Le quatrième couplet fait entrer le rappeur le moins californien de tout le morceau : Xzibit. Il est à Detroit dans le Michigan et donc loin du soleil. À la mort de sa mère, quand il avait 10, il a suivi son père dans le Nouveau Mexique jusqu’à ses 17 ans, âge ou il a rejoint définitivement Los Angeles. Le morceau met en avant les rappeurs de L.A donc c'est à noter mais il y est resté fidèle et c'est toujours son cas d'ailleurs. Lui pour représenter la ville, il choisit la phrase "I was raised in the hood called WHAT-THE-DIF'" rappé par Volume 10 sur le morceau "Pistol Grip Pump". En utilisant cette phrase il fait aussi référence au morceau "What's The Difference" de Dr. Dre, Eminem et lui-même déjà présent sur l'album Chronic 2001.  

Autre fait amusant, dans le morceau il critique Hollywood mais finira par s'y faire une place avec son émission (Pimp My Ride). Il fera une référence aussi à Mc Ren qu'on entend dans l'introduction du morceau, à noter qu'il réutilisera le terme "Multiply" car il sortira plus tard un single avec l'indispensable Nate Dogg.

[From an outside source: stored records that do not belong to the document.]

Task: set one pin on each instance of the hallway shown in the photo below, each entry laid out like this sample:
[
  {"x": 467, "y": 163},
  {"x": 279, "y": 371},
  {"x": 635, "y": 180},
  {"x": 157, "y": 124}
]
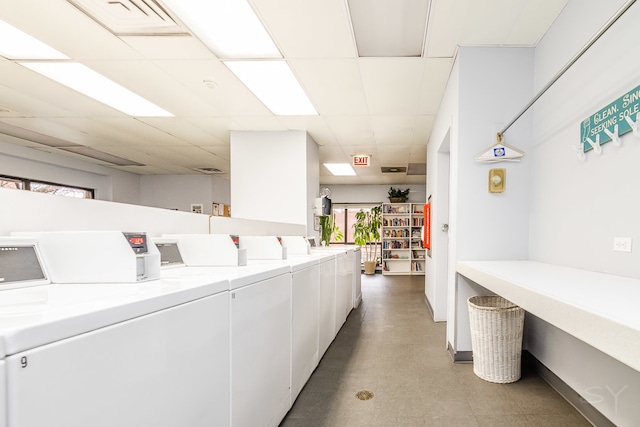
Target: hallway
[{"x": 391, "y": 347}]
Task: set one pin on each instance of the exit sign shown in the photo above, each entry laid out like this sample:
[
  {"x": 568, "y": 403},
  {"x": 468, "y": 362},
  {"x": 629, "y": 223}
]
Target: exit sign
[{"x": 362, "y": 160}]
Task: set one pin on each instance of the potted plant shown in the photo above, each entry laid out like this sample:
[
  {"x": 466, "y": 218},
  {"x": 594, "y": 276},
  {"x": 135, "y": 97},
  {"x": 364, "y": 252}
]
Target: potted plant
[
  {"x": 398, "y": 196},
  {"x": 366, "y": 233},
  {"x": 329, "y": 228}
]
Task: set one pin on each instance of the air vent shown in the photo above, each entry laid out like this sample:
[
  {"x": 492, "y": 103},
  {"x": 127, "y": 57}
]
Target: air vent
[
  {"x": 29, "y": 135},
  {"x": 393, "y": 169},
  {"x": 130, "y": 17},
  {"x": 209, "y": 171},
  {"x": 417, "y": 169},
  {"x": 102, "y": 156}
]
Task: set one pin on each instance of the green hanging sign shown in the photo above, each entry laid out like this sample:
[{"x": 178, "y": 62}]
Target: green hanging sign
[{"x": 601, "y": 125}]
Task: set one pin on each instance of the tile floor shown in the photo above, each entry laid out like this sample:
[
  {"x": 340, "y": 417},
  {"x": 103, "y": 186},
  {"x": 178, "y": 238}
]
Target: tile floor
[{"x": 390, "y": 346}]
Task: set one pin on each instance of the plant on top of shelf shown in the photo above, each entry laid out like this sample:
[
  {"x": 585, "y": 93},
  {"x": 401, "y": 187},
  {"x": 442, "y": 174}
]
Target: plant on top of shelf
[
  {"x": 366, "y": 233},
  {"x": 328, "y": 228},
  {"x": 397, "y": 195}
]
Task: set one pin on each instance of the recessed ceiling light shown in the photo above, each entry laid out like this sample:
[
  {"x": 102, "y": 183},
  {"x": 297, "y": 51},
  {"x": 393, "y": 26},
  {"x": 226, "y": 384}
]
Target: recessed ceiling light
[
  {"x": 230, "y": 28},
  {"x": 275, "y": 85},
  {"x": 16, "y": 44},
  {"x": 88, "y": 82},
  {"x": 340, "y": 169}
]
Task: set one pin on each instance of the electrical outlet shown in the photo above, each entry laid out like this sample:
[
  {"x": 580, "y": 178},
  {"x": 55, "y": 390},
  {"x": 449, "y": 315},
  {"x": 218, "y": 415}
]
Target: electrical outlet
[{"x": 622, "y": 244}]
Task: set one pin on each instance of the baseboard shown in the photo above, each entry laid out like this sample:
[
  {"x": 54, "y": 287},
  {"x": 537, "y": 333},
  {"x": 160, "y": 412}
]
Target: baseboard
[
  {"x": 587, "y": 410},
  {"x": 459, "y": 356}
]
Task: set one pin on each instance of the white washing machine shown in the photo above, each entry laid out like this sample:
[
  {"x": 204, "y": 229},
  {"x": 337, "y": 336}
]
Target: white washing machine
[
  {"x": 260, "y": 328},
  {"x": 344, "y": 282},
  {"x": 117, "y": 354}
]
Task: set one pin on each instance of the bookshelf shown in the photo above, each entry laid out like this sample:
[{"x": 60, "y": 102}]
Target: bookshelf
[{"x": 402, "y": 249}]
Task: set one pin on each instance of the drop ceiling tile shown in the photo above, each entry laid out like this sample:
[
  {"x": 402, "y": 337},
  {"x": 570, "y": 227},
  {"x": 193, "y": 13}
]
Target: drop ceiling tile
[
  {"x": 395, "y": 130},
  {"x": 223, "y": 152},
  {"x": 131, "y": 131},
  {"x": 333, "y": 154},
  {"x": 392, "y": 85},
  {"x": 181, "y": 129},
  {"x": 266, "y": 123},
  {"x": 533, "y": 21},
  {"x": 169, "y": 47},
  {"x": 315, "y": 126},
  {"x": 351, "y": 130},
  {"x": 434, "y": 83},
  {"x": 223, "y": 93},
  {"x": 50, "y": 128},
  {"x": 333, "y": 85},
  {"x": 462, "y": 22},
  {"x": 308, "y": 29},
  {"x": 43, "y": 95},
  {"x": 422, "y": 130}
]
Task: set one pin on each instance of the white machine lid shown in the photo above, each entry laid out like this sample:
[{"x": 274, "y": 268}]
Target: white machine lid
[
  {"x": 238, "y": 276},
  {"x": 31, "y": 317}
]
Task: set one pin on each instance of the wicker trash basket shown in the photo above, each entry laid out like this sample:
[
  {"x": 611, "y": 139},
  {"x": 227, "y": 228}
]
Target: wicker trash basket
[{"x": 496, "y": 338}]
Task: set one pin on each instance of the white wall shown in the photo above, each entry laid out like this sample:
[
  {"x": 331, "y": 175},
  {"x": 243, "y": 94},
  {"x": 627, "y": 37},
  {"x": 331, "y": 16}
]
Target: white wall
[
  {"x": 107, "y": 183},
  {"x": 577, "y": 208},
  {"x": 439, "y": 272},
  {"x": 492, "y": 86},
  {"x": 180, "y": 191},
  {"x": 270, "y": 177},
  {"x": 29, "y": 211},
  {"x": 372, "y": 193}
]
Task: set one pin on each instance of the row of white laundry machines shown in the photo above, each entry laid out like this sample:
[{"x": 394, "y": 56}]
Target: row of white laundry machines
[{"x": 120, "y": 329}]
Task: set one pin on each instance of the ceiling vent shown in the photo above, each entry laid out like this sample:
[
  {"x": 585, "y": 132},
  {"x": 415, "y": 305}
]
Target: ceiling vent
[
  {"x": 209, "y": 171},
  {"x": 393, "y": 169},
  {"x": 130, "y": 17},
  {"x": 29, "y": 135},
  {"x": 417, "y": 169},
  {"x": 102, "y": 156}
]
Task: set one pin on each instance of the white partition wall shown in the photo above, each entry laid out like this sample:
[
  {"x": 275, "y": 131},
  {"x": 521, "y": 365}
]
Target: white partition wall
[
  {"x": 274, "y": 176},
  {"x": 30, "y": 211}
]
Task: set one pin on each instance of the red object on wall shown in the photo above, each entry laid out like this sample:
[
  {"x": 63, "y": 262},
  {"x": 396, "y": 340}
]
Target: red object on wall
[{"x": 426, "y": 239}]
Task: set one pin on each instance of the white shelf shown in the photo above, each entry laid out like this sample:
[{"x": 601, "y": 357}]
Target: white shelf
[{"x": 407, "y": 219}]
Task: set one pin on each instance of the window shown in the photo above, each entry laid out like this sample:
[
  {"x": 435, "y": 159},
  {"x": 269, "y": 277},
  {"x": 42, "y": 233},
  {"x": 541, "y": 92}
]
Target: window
[
  {"x": 344, "y": 217},
  {"x": 45, "y": 187}
]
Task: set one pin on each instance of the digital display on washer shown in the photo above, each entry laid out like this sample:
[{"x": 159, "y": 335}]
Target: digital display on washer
[
  {"x": 137, "y": 241},
  {"x": 19, "y": 264},
  {"x": 169, "y": 254}
]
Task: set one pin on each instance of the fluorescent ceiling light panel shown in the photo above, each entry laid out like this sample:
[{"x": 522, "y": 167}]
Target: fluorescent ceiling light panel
[
  {"x": 275, "y": 85},
  {"x": 389, "y": 28},
  {"x": 340, "y": 169},
  {"x": 16, "y": 44},
  {"x": 230, "y": 28},
  {"x": 88, "y": 82}
]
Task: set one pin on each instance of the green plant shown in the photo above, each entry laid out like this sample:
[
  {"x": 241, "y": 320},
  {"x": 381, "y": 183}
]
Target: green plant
[
  {"x": 366, "y": 231},
  {"x": 329, "y": 228},
  {"x": 396, "y": 193}
]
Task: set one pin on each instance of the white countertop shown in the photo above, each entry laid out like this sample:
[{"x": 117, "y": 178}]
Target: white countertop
[{"x": 599, "y": 309}]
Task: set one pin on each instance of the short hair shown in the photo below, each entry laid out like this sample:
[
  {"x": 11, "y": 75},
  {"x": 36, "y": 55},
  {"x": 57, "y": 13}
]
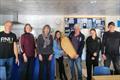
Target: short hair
[
  {"x": 92, "y": 29},
  {"x": 26, "y": 26},
  {"x": 8, "y": 21},
  {"x": 111, "y": 23},
  {"x": 48, "y": 26},
  {"x": 77, "y": 25}
]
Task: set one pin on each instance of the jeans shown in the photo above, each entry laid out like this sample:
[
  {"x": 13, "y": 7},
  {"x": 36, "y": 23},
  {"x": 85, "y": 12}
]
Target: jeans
[
  {"x": 90, "y": 64},
  {"x": 61, "y": 69},
  {"x": 8, "y": 64},
  {"x": 115, "y": 60},
  {"x": 45, "y": 64},
  {"x": 77, "y": 62},
  {"x": 27, "y": 69}
]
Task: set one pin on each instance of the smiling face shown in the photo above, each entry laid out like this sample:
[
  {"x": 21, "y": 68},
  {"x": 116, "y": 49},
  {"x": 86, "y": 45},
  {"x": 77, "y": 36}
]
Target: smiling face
[
  {"x": 111, "y": 28},
  {"x": 8, "y": 26},
  {"x": 58, "y": 35},
  {"x": 92, "y": 33},
  {"x": 28, "y": 28}
]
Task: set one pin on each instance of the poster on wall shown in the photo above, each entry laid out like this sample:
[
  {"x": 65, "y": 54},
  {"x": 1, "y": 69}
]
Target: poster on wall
[
  {"x": 1, "y": 28},
  {"x": 118, "y": 23},
  {"x": 85, "y": 23}
]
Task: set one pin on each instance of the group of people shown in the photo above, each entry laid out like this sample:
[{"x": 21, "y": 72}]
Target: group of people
[{"x": 45, "y": 47}]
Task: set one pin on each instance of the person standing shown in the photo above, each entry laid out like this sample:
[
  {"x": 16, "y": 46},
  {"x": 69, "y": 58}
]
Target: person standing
[
  {"x": 28, "y": 49},
  {"x": 45, "y": 51},
  {"x": 8, "y": 49},
  {"x": 110, "y": 47},
  {"x": 93, "y": 46},
  {"x": 58, "y": 52},
  {"x": 77, "y": 39}
]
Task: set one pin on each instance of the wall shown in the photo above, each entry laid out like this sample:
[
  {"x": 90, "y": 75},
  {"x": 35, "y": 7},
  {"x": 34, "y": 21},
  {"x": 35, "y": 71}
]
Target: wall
[{"x": 55, "y": 21}]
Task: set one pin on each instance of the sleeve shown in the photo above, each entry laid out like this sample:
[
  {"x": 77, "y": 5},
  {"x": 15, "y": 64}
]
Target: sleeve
[
  {"x": 103, "y": 44},
  {"x": 98, "y": 45},
  {"x": 22, "y": 44},
  {"x": 55, "y": 48},
  {"x": 39, "y": 45},
  {"x": 15, "y": 38},
  {"x": 51, "y": 44},
  {"x": 81, "y": 46}
]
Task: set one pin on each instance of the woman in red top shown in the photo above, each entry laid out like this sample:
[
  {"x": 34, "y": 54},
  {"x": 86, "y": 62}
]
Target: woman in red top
[{"x": 28, "y": 48}]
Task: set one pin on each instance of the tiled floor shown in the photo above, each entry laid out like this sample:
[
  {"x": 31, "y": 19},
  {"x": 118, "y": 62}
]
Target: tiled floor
[{"x": 67, "y": 70}]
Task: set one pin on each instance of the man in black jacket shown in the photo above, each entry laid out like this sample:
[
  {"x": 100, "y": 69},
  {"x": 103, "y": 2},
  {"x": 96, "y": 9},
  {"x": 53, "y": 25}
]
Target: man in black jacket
[
  {"x": 110, "y": 47},
  {"x": 77, "y": 39}
]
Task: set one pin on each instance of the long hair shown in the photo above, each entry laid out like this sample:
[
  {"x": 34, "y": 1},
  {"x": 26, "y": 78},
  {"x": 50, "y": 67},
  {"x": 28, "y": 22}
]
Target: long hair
[
  {"x": 94, "y": 31},
  {"x": 26, "y": 26},
  {"x": 48, "y": 26},
  {"x": 55, "y": 37}
]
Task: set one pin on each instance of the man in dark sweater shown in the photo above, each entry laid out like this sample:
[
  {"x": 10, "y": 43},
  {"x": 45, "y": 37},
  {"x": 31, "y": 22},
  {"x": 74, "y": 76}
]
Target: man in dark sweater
[
  {"x": 28, "y": 49},
  {"x": 8, "y": 49},
  {"x": 45, "y": 51},
  {"x": 77, "y": 39},
  {"x": 110, "y": 47}
]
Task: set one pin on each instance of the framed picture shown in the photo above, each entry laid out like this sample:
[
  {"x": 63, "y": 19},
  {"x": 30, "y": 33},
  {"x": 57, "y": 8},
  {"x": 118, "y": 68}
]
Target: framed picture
[{"x": 84, "y": 22}]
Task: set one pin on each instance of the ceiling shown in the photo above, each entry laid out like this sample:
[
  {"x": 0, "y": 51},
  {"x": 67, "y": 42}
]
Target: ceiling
[{"x": 60, "y": 7}]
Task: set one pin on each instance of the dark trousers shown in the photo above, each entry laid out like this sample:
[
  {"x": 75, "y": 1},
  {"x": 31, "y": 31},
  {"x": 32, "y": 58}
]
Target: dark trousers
[
  {"x": 43, "y": 64},
  {"x": 115, "y": 60},
  {"x": 27, "y": 69},
  {"x": 8, "y": 64},
  {"x": 61, "y": 68},
  {"x": 90, "y": 64},
  {"x": 76, "y": 62}
]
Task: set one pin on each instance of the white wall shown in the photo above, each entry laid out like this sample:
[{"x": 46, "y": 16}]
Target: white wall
[{"x": 55, "y": 21}]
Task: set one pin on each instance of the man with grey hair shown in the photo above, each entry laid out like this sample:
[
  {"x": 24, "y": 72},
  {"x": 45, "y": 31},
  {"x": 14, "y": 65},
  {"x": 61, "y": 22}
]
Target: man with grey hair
[
  {"x": 77, "y": 39},
  {"x": 8, "y": 49}
]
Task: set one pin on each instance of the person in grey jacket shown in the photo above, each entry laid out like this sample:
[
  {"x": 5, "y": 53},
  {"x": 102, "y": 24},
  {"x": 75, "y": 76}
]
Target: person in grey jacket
[{"x": 45, "y": 51}]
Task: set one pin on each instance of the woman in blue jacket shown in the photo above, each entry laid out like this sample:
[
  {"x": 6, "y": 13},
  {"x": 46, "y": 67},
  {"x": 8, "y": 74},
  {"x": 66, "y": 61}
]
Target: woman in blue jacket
[{"x": 59, "y": 54}]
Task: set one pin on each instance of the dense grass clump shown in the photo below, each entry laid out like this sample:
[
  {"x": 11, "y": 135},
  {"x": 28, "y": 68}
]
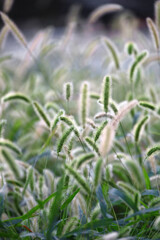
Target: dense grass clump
[{"x": 79, "y": 140}]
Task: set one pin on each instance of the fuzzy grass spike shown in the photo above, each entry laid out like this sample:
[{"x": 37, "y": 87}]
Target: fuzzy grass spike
[
  {"x": 113, "y": 51},
  {"x": 138, "y": 128},
  {"x": 63, "y": 139},
  {"x": 154, "y": 33},
  {"x": 41, "y": 113},
  {"x": 84, "y": 103},
  {"x": 15, "y": 96},
  {"x": 102, "y": 10},
  {"x": 106, "y": 93},
  {"x": 10, "y": 145},
  {"x": 139, "y": 60}
]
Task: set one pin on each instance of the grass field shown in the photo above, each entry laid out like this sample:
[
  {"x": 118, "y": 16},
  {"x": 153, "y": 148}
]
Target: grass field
[{"x": 79, "y": 136}]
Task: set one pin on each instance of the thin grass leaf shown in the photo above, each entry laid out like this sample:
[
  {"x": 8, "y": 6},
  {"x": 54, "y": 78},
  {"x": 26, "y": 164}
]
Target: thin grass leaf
[
  {"x": 102, "y": 10},
  {"x": 113, "y": 51},
  {"x": 54, "y": 209},
  {"x": 84, "y": 158},
  {"x": 29, "y": 214},
  {"x": 16, "y": 32},
  {"x": 79, "y": 179},
  {"x": 69, "y": 199},
  {"x": 126, "y": 199},
  {"x": 15, "y": 96},
  {"x": 3, "y": 35},
  {"x": 92, "y": 145},
  {"x": 41, "y": 113},
  {"x": 10, "y": 145}
]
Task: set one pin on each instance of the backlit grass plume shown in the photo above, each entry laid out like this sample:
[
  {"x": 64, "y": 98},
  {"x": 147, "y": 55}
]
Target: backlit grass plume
[
  {"x": 68, "y": 91},
  {"x": 138, "y": 128},
  {"x": 41, "y": 113},
  {"x": 139, "y": 60},
  {"x": 108, "y": 134},
  {"x": 157, "y": 14},
  {"x": 15, "y": 96},
  {"x": 112, "y": 50},
  {"x": 98, "y": 172},
  {"x": 154, "y": 33},
  {"x": 153, "y": 150},
  {"x": 92, "y": 145},
  {"x": 99, "y": 130},
  {"x": 14, "y": 29},
  {"x": 12, "y": 163},
  {"x": 10, "y": 145},
  {"x": 3, "y": 35},
  {"x": 84, "y": 103},
  {"x": 102, "y": 10},
  {"x": 147, "y": 105},
  {"x": 80, "y": 180},
  {"x": 106, "y": 93},
  {"x": 63, "y": 139},
  {"x": 7, "y": 5}
]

Il finit par une possible référence à Ice Cube en disant que si tu essayes de le clasher, tu seras tellement en mauvaise posture que tu mettras fin à ta vie tout seul.
 

On arrive avec le dernier couplet posé par Defari qui venait de sortir son album "Focused Daily" qui était de très bonne augure. C'est surement le MC le plus discuté du morceau, d'une il n'a aucun lien avec le doc ou sa clique, c'est leur seule et unique collaboration, les styles sont très différents, il n'était pas très connu à l'époque, il aurait pu largement trouver mieux sur L.A et de loin... Plusieurs raisons me font penser que c'est lui dont parlait plus haut Mc Ren. Après son couplet est bon, mais il est court, c'est le plus court de tous. Il fait une référence en commençant son couplet à Ice-T et son "Six in the mornin'". Lui tout comme Xzibit ne fait pas partie des Alkaholiks mais sont très fortement lié, et quelque part ont étaient pris un peu sous leur aile par King T.

 

Car tout ce beau monde fait partie d'un gros collectif créé par T et nommé Likwit Crew qui est composé du groupe The Alkaholiks (E-Swift, Tash, J-Ro), Xzibit, Defari,  Phil Da Agony, Lootpack (Dj Romes, Madlib & Wildchild), Styliztik Jones, Declaime, J. Wells et Barbershop Mc. Et non officiellement on peut ajouter les groupes Dilated Peoples et Strong Arm Steady. Et enfin un groupe s'est formé les Likwit Junkies composés de Dj Babu & Defari qui ont sorti un album en 2005 d'excellente qualité : The L.J's

Le morceau se termine avec un refrain et la répétition de : That's how we ride... Simple et courte mais en dit long si on regarde bien. Los Angeles est très apprécié par les low rider (les voitures à suspension hydraulique) et c'est un mode de vie là-bas de rider avec ce genre de voiture. Un clin d'œil au morceau Let Me Ride de Dr. Dre sorti sur son précédent album où il expliquait comment rider et quelque part est devenu un hymne à la ride et sa culture. La ride c'est aussi le but de ce morceau, lentement, décontracté, dans une caisse sympa, en fumette...  Placé à la fin, ça vient confirmer ce qui a été dit dans les couplets et c'est un mode de vie à L.A donc fini avec était parfait. C'est le package du rap de Los Angeles, le gangsta rap.